Financial Makeover: Getting Out of Debt

ByABC News
August 15, 2003, 1:20 PM

Aug. 18 -- Q U E S T I O N: Despite our income, we still live paycheck to paycheck. My husband decided we need to "stimulate the economy" so we bought more things we don't need including three snowmobiles on credit. We have no savings or disposable income. I have a 401(k) plan with very little in it and he has no retirement plan at work. I would like to save more and be able to help our college bound daughter with some of her expenses, but because of the lack of savings, and our inability to hold onto money, I am stuck. Can you help?

Kathi

A N S W E R:

Kathi is frustrated because she and her husband Curt are living paycheck-to-paycheck despite an income that she feels should allow them to live comfortably and accumulate savings for retirement, their daughter's college education, and other long-term goals. She suspects that they're in this situation because they often make frivolous and expensive impulse purchases, usually using credit cards.

Fortunately for Kathi and Curt, their problem is a lack of saving discipline, not a lack of income. Their $70,000 income is well above the national median income of $43,000, so they are in a good position to save if they can get their spending under control. Before they can even begin a savings and investment program focused on achieving their long-term financial goals, Kathi and Curt must learn to live within their means.
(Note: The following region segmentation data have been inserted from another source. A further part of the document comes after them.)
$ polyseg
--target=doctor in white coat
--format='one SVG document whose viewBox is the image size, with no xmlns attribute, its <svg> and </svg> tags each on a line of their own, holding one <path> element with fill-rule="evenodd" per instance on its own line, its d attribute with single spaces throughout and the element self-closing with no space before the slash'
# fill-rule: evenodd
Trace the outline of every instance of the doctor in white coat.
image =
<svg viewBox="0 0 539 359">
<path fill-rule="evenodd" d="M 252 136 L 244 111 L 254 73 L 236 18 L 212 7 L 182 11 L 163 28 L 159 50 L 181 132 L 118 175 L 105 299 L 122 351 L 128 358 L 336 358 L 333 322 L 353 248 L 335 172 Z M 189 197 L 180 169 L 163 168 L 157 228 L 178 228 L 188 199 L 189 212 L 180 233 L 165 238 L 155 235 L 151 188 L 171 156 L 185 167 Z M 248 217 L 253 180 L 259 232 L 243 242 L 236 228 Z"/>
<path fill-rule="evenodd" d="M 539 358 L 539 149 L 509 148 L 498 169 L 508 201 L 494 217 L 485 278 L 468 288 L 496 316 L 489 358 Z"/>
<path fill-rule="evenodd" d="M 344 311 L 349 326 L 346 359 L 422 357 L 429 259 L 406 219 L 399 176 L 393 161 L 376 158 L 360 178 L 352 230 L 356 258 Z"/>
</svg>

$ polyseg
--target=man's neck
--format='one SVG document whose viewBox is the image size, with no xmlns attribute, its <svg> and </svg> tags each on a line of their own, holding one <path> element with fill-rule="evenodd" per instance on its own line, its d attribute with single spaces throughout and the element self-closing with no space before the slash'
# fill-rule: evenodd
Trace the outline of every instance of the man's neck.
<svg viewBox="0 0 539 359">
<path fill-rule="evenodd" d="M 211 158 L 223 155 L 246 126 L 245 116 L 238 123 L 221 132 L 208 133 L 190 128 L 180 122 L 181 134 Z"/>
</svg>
To make progress toward this first step, Kathi and Curt should do the following:

Define long-term goals: It is very difficult to motivate oneself to save without clear future spending objectives in mind. Kathi indicates that she and Curt want to save for retirement, but I'll bet that, like most people in their 30s, retirement is only a vague notion to them. They probably haven't spent much time thinking about how exactly they want to spend their retirement. By defining specific retirement spending objectives that motivate Kathi and Curt (e.g., retire at age 60 spending $55,000 annually, buy a $150,000 vacation home, etc.), long-term goals become more "real," making it easier for them to defer spending now and save for the future.

Develop a budget: Developing and following a budget is crucial to curbing out of control spending, as it forces people to acknowledge and understand how they're spending money. Budgeting can be as simple as keeping written notes or as complex as using Quicken or a spreadsheet. What's important is that Kathi and Curt find a way of tracking their expenses that works for them.

They should begin by setting reasonable and realistic spending targets for each major expense area (e.g., groceries/dining, vacation/entertainment, utilities, insurance, automobiles, etc.) and setting a monthly savings target (more on this later). They can then observe how their actual spending over the next several months compares to the targets. They'll likely find that their actual spending is far higher than their targeted amounts in several expense categories. Armed with this information, they can then work on adjusting their spending habits to adhere to the spending targets.